Quadratic Bezier Evaluation
These functions return a point of quadratic Bezier at the given t
:
// Quadratic Bezier Evaluation.
BLPoint blQuadEvaluateAtT(const BLPoint bez[3], double t) noexcept {
BLPoint a, b, c;
blQuadExtractCoefficients(bez, a, b, c);
return (a * t + b) * t + c;
}
BLPoint blQuadPreciseEvaluateAtT(const BLPoint bez[3], double t) noexcept {
return blLerp(blLerp(bez[0], bez[1], t),
blLerp(bez[1], bez[2], t), t);
}
GCC [-std=c++17 -O3 -fno-math-errno -mavx2]

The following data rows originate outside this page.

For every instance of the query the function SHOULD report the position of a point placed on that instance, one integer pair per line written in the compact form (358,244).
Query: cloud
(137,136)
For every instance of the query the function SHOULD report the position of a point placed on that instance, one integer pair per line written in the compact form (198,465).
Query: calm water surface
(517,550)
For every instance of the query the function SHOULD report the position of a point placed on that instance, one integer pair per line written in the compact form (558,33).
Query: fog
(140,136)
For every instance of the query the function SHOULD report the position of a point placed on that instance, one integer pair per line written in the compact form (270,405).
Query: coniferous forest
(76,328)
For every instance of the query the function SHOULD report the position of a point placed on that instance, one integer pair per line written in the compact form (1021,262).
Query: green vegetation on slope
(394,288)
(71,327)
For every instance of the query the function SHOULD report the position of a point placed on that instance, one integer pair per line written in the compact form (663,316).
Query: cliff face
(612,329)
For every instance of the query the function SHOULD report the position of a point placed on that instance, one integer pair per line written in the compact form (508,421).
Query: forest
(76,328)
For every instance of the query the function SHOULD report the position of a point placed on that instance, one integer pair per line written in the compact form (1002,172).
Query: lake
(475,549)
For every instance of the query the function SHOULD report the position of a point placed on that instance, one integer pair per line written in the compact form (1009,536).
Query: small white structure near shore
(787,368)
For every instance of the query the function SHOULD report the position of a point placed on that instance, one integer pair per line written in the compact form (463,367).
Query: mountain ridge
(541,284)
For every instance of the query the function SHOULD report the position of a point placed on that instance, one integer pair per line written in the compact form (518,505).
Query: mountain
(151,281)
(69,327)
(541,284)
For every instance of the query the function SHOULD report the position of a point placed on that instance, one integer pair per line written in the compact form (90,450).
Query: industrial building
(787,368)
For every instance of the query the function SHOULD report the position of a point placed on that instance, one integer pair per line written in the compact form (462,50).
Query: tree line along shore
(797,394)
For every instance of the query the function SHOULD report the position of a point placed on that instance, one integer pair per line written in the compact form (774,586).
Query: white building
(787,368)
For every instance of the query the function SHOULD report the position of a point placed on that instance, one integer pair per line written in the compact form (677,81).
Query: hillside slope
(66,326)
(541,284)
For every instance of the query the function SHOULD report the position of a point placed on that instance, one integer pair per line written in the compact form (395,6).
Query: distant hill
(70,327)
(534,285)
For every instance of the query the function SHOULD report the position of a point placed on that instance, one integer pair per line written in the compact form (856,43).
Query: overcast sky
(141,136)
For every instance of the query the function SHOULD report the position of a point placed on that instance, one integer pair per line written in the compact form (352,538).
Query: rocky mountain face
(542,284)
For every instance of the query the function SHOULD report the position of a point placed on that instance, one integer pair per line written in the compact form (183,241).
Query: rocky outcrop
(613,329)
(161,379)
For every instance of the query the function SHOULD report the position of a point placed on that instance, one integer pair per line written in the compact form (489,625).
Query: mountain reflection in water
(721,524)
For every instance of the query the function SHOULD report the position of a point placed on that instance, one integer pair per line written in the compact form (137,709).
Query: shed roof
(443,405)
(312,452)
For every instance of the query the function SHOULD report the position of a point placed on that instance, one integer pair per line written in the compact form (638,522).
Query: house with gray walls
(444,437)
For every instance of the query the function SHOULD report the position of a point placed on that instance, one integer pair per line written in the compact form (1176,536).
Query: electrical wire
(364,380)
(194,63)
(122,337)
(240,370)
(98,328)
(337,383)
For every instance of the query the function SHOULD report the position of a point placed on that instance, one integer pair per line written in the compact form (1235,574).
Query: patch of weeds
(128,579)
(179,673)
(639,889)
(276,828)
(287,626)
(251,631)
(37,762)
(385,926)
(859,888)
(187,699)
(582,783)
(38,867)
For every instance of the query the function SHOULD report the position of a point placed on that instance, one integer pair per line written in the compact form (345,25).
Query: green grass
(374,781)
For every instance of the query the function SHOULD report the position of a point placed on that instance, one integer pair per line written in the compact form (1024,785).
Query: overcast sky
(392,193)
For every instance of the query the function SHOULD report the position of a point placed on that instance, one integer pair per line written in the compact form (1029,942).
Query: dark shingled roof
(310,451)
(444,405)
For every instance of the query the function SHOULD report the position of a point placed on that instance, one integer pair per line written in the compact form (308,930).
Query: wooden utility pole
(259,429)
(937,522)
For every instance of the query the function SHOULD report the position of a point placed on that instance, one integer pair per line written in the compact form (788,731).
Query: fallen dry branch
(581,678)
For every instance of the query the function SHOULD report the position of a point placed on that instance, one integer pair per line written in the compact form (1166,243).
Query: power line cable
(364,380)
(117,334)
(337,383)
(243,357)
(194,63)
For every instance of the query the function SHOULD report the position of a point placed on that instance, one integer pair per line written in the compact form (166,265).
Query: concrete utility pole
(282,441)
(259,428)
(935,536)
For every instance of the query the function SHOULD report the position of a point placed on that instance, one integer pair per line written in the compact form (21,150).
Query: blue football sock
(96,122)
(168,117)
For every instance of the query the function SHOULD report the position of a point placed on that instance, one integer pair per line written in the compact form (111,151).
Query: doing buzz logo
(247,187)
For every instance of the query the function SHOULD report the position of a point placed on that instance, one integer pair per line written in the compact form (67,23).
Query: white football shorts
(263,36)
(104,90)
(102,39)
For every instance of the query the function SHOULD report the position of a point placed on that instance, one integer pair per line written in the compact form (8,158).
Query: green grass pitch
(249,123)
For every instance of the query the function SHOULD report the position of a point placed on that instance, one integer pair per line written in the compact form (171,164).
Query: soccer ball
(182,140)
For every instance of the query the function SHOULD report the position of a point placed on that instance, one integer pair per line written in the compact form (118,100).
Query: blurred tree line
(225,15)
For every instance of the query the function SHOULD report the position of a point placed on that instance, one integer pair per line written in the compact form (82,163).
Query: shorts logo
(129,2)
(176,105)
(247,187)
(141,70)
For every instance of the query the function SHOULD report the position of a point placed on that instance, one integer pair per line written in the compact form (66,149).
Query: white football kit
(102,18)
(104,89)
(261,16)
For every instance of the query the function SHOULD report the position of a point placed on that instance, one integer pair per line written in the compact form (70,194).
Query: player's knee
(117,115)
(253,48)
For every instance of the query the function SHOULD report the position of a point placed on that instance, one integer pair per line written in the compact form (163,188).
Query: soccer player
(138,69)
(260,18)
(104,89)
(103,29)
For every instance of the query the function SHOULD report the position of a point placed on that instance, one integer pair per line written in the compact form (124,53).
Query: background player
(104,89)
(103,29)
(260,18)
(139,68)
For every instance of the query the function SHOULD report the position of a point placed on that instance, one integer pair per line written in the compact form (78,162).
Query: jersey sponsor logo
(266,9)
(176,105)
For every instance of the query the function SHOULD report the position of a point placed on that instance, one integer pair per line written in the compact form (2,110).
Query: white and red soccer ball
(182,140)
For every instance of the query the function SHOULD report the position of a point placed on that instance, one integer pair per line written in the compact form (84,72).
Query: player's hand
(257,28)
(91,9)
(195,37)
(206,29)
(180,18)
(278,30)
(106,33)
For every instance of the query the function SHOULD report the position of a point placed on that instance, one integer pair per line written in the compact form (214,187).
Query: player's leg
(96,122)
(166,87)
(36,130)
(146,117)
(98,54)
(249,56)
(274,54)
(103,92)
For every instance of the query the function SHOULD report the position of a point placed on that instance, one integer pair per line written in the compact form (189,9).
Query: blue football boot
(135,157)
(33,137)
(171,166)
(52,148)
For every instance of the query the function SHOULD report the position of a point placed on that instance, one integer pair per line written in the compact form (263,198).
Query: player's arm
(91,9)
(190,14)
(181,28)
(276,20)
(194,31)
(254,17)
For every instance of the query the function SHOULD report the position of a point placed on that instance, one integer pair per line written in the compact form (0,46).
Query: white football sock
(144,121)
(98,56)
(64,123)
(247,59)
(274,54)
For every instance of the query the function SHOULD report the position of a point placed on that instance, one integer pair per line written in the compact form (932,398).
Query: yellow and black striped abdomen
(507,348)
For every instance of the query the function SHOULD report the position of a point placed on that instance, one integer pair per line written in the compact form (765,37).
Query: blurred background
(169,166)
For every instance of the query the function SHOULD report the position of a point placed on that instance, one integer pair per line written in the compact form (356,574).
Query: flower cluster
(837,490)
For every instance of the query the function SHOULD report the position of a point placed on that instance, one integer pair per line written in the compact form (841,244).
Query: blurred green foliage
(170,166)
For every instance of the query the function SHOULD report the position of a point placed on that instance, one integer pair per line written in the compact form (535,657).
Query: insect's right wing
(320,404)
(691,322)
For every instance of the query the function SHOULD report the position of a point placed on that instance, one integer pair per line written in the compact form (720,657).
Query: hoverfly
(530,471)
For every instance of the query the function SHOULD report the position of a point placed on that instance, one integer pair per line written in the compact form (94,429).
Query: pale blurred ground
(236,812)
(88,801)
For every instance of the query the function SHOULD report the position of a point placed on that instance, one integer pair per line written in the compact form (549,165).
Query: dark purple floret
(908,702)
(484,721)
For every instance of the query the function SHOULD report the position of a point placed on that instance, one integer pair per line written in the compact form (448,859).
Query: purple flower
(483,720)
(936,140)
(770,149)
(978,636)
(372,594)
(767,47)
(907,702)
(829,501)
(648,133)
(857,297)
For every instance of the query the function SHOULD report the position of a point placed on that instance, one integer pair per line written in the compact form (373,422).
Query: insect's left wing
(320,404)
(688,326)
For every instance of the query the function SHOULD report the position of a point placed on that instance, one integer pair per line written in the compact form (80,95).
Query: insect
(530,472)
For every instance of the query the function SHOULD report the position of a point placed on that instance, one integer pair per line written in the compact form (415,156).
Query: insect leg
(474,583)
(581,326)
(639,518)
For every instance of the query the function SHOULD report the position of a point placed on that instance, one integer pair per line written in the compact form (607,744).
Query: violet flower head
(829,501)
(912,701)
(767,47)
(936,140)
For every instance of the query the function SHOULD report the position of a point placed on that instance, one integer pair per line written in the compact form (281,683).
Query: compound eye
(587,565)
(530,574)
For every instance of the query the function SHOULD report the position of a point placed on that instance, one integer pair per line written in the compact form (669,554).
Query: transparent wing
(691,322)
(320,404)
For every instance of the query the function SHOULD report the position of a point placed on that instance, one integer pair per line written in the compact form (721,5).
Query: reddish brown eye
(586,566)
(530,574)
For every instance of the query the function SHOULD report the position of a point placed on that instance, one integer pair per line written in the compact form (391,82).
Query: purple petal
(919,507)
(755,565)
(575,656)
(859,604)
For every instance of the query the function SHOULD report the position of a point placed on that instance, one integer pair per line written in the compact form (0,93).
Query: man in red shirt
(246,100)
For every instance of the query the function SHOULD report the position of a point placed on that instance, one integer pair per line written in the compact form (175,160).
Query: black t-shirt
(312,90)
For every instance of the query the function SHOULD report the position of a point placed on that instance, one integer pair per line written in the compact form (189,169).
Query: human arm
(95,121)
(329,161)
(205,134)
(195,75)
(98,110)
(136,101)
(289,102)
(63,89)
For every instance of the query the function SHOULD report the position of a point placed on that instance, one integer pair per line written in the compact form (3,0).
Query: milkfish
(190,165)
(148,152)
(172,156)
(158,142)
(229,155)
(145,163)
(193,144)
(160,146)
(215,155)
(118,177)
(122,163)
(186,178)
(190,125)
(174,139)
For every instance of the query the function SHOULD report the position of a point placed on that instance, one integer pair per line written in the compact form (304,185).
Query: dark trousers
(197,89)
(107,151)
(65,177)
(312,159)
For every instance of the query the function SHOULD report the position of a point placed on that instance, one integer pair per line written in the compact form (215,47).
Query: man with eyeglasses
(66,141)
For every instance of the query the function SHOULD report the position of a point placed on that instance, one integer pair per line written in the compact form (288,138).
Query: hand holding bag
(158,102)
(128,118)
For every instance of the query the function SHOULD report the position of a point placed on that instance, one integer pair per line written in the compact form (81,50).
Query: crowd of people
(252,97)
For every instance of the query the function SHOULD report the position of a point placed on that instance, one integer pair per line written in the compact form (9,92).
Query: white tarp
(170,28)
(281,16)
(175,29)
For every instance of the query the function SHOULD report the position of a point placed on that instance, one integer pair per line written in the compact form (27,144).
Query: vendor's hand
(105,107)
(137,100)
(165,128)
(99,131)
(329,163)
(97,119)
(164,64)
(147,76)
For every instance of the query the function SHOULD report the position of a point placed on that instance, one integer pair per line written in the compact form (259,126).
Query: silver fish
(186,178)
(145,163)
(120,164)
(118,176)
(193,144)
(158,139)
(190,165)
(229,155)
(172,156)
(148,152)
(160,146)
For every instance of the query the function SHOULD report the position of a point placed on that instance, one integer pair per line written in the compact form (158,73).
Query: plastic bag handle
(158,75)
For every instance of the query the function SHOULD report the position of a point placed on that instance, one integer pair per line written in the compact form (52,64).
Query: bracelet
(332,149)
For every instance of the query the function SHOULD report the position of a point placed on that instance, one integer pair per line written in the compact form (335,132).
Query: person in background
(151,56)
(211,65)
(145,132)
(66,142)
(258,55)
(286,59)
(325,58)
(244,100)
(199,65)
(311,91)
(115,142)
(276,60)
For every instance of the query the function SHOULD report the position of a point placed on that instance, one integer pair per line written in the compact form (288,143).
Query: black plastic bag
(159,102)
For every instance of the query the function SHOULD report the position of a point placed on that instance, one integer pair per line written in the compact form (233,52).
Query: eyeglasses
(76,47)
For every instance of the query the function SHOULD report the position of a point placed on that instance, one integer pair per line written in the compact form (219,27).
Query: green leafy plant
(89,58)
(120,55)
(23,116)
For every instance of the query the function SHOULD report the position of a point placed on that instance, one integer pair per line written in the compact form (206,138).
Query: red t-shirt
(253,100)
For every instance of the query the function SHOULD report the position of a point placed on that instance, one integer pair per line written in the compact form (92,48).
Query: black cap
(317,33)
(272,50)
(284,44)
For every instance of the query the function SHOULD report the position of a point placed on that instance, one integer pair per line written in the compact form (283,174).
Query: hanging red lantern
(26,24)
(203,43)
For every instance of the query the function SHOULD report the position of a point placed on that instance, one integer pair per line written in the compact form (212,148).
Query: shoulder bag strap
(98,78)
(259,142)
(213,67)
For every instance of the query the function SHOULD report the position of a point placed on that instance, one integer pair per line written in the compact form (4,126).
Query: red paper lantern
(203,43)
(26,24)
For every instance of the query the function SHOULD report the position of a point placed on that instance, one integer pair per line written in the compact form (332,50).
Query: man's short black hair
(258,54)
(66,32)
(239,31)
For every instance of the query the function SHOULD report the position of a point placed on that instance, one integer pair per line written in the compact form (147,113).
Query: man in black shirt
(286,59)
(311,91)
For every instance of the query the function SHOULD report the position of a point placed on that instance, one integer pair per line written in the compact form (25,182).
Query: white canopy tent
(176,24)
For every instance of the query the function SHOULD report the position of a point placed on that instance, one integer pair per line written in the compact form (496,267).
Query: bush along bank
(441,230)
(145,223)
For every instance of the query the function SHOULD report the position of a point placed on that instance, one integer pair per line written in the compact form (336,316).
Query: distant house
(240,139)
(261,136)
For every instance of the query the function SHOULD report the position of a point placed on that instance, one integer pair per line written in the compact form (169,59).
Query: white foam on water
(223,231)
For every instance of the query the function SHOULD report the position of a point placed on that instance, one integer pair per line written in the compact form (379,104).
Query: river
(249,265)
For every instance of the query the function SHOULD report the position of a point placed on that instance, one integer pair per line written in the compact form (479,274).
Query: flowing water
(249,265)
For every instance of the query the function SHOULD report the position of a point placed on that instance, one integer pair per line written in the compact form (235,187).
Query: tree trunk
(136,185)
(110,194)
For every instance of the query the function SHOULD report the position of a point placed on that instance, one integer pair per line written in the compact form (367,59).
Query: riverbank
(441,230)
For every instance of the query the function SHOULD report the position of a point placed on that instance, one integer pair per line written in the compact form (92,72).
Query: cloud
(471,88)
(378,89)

blQuadEvaluateAtT(BLPoint const*, double):
vmovupd xmm2, XMMWORD PTR [rdi+16]
vmovupd xmm4, XMMWORD PTR [rdi]
vmovddup xmm3, xmm0
vaddpd xmm1, xmm2, xmm2
vsubpd xmm2, xmm2, xmm4
vsubpd xmm1, xmm4, xmm1
vaddpd xmm0, xmm1, XMMWORD PTR [rdi+32]
vaddpd xmm2, xmm2, xmm2
vmulpd xmm1, xmm0, xmm3
vaddpd xmm0, xmm1, xmm2
vmulpd xmm0, xmm0, xmm3
vaddpd xmm5, xmm0, xmm4
vmovaps XMMWORD PTR [rsp-24], xmm5
vmovsd xmm1, QWORD PTR [rsp-16]
vmovsd xmm0, QWORD PTR [rsp-24]
ret
blQuadPreciseEvaluateAtT(BLPoint const*, double):
vmovapd xmm3, XMMWORD PTR .LC0[rip]
vmovddup xmm0, xmm0
vmovupd xmm4, XMMWORD PTR [rdi+16]
vmulpd xmm2, xmm0, XMMWORD PTR [rdi+32]
vsubpd xmm3, xmm3, xmm0
vmulpd xmm1, xmm3, xmm4
vaddpd xmm2, xmm2, xmm1
vmulpd xmm1, xmm3, XMMWORD PTR [rdi]
vmulpd xmm2, xmm2, xmm0
vmulpd xmm0, xmm4, xmm0
vaddpd xmm0, xmm1, xmm0
vmulpd xmm0, xmm0, xmm3
vaddpd xmm5, xmm2, xmm0
vmovaps XMMWORD PTR [rsp-24], xmm5
vmovsd xmm1, QWORD PTR [rsp-16]
vmovsd xmm0, QWORD PTR [rsp-24]
ret
Clang [-std=c++17 -O3 -fno-math-errno -mavx2]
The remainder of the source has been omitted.